The nation’s official unemployment rate fell in January to 8.3 percent, down from December’s 8.5 percent, according to the Bureau of Labor Statistics.
Private businesses said, in a separate survey, that they added 257,000 jobs. If one subtracts a 14,000 drop in government jobs, the economy actually added 243,000 jobs last month.
Heidi Shierholz, economist at the Economic Policy Institute, said the overall news was good but warned that it is too early to start partying. She said that at the current rate of improvement it would take until 2019 for unemployment rate to drop to the 5 percent pre-recession level.
Nevertheless, the country’s jobless rate continued an unmistakably steady decline, dropping by 0.8 percentage points since August and to the lowest point since February 2009. The number of jobless workers dropped to 12.8 million, down from December’s 13.1 million.
Disturbing, however, is the fact that the number of long-term unemployed (those out of work for 27 weeks or more) remained almost unchanged at 5.5 million, almost 43 percent of the total unemployed.
Those long-term unemployed face a loss of benefits on Feb. 29 unless Congress extends the benefits, and already the House’s ruling Republicans are resisting. A conference is under way between the Senate and the House over two sharply different one-year extensions of the unemployment insurance program passed last year.
The Republican extension would slash federal benefits, impose harsh new restrictions and, the labor movement charges, essentially dismantle the program.

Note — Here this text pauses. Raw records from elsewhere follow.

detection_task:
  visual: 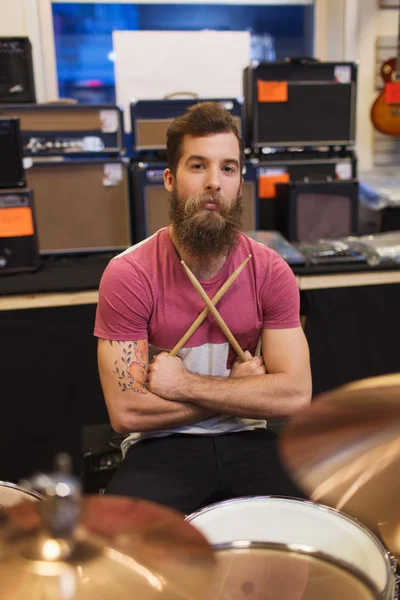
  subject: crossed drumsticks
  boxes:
[169,254,260,362]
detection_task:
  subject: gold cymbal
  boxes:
[339,373,400,393]
[279,376,400,557]
[0,495,215,599]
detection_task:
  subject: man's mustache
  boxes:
[184,193,230,216]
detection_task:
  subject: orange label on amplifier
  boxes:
[0,207,34,238]
[258,173,290,198]
[257,80,288,103]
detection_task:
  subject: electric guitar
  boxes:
[371,8,400,136]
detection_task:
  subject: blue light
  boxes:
[52,2,313,104]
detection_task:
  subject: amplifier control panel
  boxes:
[24,136,106,154]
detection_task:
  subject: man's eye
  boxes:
[191,163,204,170]
[223,166,235,173]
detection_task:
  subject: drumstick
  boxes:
[169,254,252,357]
[181,261,249,363]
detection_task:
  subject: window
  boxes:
[52,2,314,104]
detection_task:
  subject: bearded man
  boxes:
[94,102,312,513]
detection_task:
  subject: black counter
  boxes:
[1,251,400,296]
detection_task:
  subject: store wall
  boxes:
[0,0,26,36]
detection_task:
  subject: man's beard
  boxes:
[169,187,243,258]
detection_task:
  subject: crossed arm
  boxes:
[98,338,218,433]
[97,327,312,434]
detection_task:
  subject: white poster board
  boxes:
[113,30,250,131]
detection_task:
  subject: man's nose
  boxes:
[205,168,221,192]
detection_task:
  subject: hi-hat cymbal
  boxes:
[279,375,400,557]
[0,495,215,599]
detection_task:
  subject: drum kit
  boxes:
[1,374,400,598]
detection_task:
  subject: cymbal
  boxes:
[279,376,400,557]
[338,373,400,393]
[0,495,215,599]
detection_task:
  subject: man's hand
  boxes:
[147,352,190,401]
[230,350,266,378]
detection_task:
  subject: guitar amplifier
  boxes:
[0,117,25,188]
[256,150,357,230]
[274,180,359,242]
[25,158,132,255]
[130,98,243,153]
[244,60,358,148]
[130,160,258,241]
[0,37,36,103]
[0,189,39,274]
[0,104,124,156]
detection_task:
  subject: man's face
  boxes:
[164,132,243,257]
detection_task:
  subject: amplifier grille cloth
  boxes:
[297,193,351,241]
[26,163,130,253]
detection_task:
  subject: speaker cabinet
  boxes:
[0,37,36,103]
[274,180,359,242]
[244,61,357,148]
[0,117,25,188]
[0,188,39,274]
[130,99,243,153]
[25,159,132,255]
[130,161,257,241]
[256,151,357,231]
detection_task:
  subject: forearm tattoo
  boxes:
[109,340,148,394]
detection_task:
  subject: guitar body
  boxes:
[371,8,400,136]
[371,91,400,136]
[371,58,400,136]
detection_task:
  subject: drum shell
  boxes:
[186,496,395,600]
[209,541,382,600]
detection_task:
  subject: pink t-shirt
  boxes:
[94,228,300,447]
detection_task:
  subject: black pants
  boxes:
[105,429,306,514]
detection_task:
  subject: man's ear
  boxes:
[164,168,174,193]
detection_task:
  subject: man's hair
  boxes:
[166,101,244,176]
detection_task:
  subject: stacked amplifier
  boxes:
[243,58,359,241]
[243,60,357,149]
[0,103,133,258]
[0,38,39,273]
[0,116,39,274]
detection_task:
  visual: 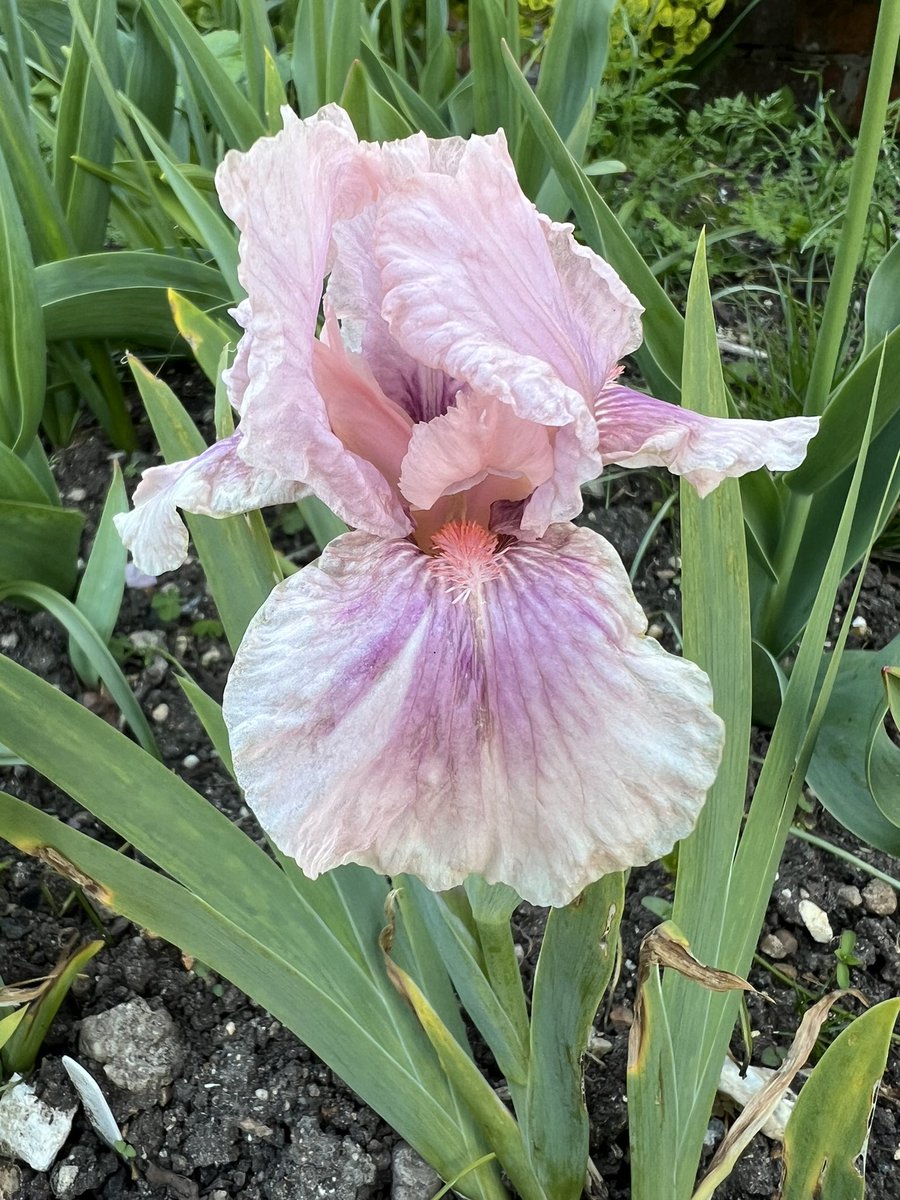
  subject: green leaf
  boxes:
[500,41,684,393]
[169,290,234,385]
[400,878,529,1092]
[0,1005,28,1051]
[0,59,75,263]
[262,47,287,134]
[340,60,415,141]
[139,0,264,149]
[123,4,177,140]
[786,327,900,495]
[523,874,624,1200]
[296,495,349,551]
[0,0,32,108]
[382,934,541,1200]
[0,786,504,1200]
[626,965,680,1197]
[806,637,900,856]
[325,0,361,102]
[0,501,82,594]
[38,253,231,345]
[0,580,158,757]
[54,0,118,254]
[174,674,234,777]
[780,999,900,1200]
[637,234,752,1199]
[516,0,614,198]
[768,396,900,658]
[358,42,450,138]
[237,0,276,121]
[0,443,48,505]
[128,355,281,650]
[0,137,46,451]
[469,0,517,141]
[69,463,128,687]
[123,102,241,299]
[863,237,900,359]
[291,0,326,116]
[2,940,103,1076]
[884,665,900,727]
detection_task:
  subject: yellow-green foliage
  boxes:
[612,0,726,62]
[519,0,725,62]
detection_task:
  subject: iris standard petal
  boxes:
[328,133,468,423]
[113,434,308,576]
[374,134,645,523]
[215,107,408,537]
[223,525,723,907]
[595,384,821,496]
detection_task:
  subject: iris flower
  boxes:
[117,107,818,907]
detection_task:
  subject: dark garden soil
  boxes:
[2,387,900,1200]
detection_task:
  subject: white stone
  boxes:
[718,1058,797,1140]
[798,899,833,943]
[0,1079,75,1171]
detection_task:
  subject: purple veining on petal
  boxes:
[224,525,724,907]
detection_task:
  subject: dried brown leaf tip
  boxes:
[628,922,762,1071]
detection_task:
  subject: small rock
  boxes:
[609,1005,633,1031]
[0,1163,22,1199]
[182,754,200,770]
[129,630,168,682]
[798,900,833,943]
[703,1117,725,1149]
[759,929,797,960]
[647,623,664,640]
[201,647,222,667]
[51,1163,80,1198]
[392,1142,443,1200]
[837,885,863,908]
[0,1078,75,1171]
[66,487,87,502]
[862,879,897,916]
[0,632,19,650]
[79,997,183,1100]
[151,703,170,723]
[588,1033,613,1058]
[129,628,164,648]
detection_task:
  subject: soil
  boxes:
[2,391,900,1200]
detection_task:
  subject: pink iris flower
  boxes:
[116,106,819,907]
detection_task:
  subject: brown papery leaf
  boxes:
[692,988,867,1200]
[628,922,762,1071]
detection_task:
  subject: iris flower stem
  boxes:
[803,0,900,417]
[475,918,531,1053]
[761,3,900,652]
[790,826,900,892]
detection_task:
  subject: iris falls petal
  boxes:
[113,433,308,576]
[223,526,724,907]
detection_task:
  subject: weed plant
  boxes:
[590,83,898,428]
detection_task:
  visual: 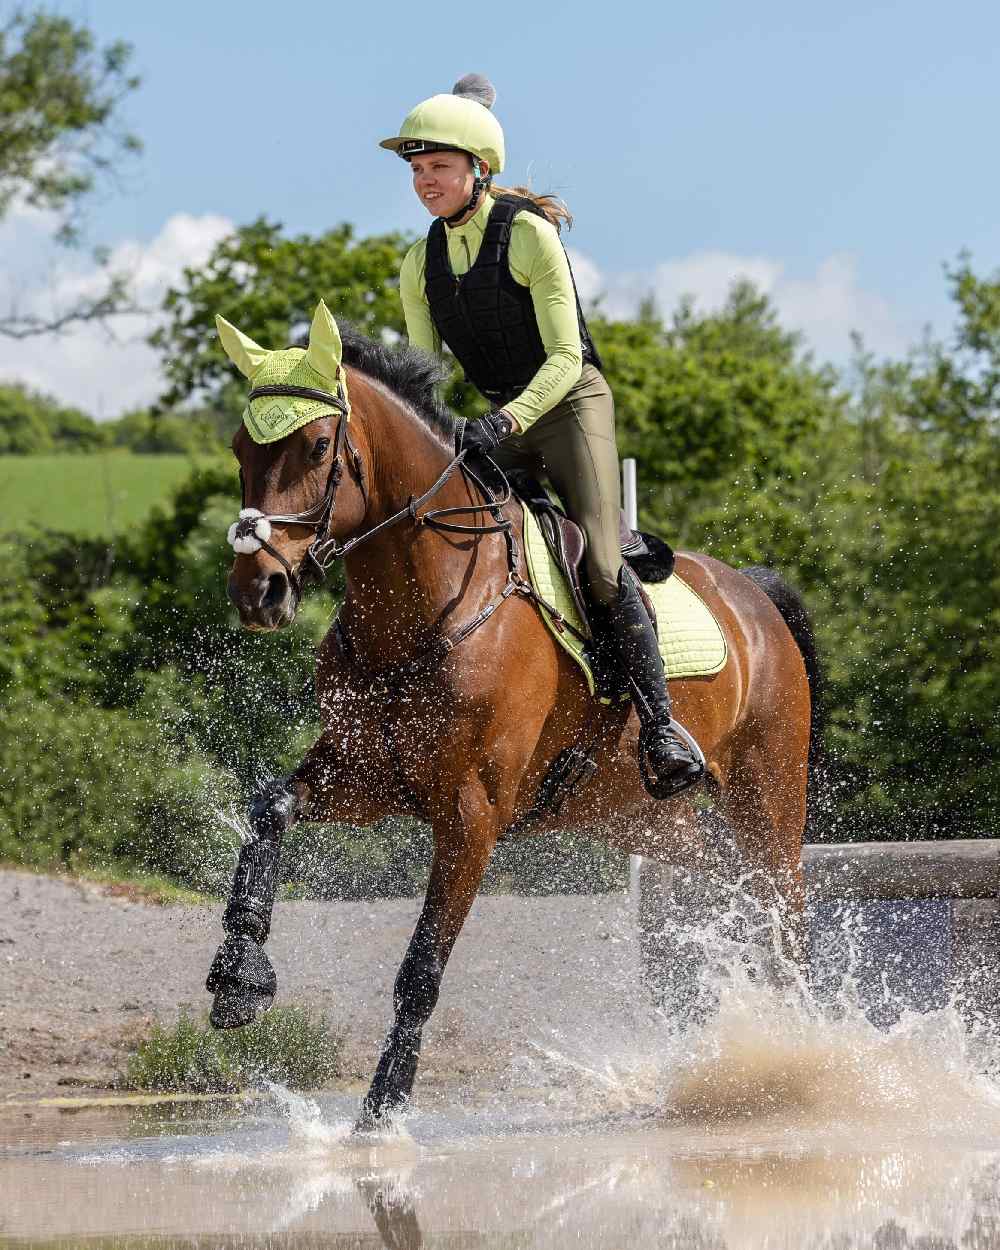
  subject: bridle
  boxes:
[230,381,361,599]
[228,384,558,665]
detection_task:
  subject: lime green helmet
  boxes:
[380,74,505,174]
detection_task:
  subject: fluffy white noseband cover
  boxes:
[227,508,273,554]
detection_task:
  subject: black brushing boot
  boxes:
[206,784,297,1029]
[607,567,706,799]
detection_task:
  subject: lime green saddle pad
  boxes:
[522,503,728,696]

The GOP bill cuts in half federal benefits in the highest unemployment states, allows mandatory drug testing of claimants, makes the unemployed pay for their own re-employment services, denies benefits to people without high school diplomas or GEDs and allows states to cut benefits or divert benefit funds to other uses.
One disturbing feature in the new jobless figures released today is the fact that 1.8 million more people this month than last month are listed as “not in the labor force.” This , of course, contributed to the lower unemployment figure.
Still, there were increases in jobs in many industries. Construction, for example, added 21,000 jobs, on top of a 31,000 job gain in December. Despite those real gains, however, 1.5 million construction workers remain unemployed, for an official unemployment rate of 17.7 percent in that sector.
Factories added 50,000 jobs in January, in addition to the 32,000 added in December. Last year, for the first time in a decade, factories showed an annual jobs gain. Official factory worker unemployment dropped in 2011 from 9.9 percent to 8.4 percent.
AFL-CIO President Riochard Trumka said, “The seeds of sustainable job growth are clearly present – if Republicans in Congress do not succeed in weakening the recovery.
“Republican leaders, who are admittedly unconcerned with the poor and still pressing for ill-timed austerity in Washington and state capitals, run a very real risk of putting this incipient recovery at risk.
“President Obama, by contrast,” said Trumka, “has laid out a comprehensive agenda for job creation and broadly shared prosperity, rather than wealth for a few.”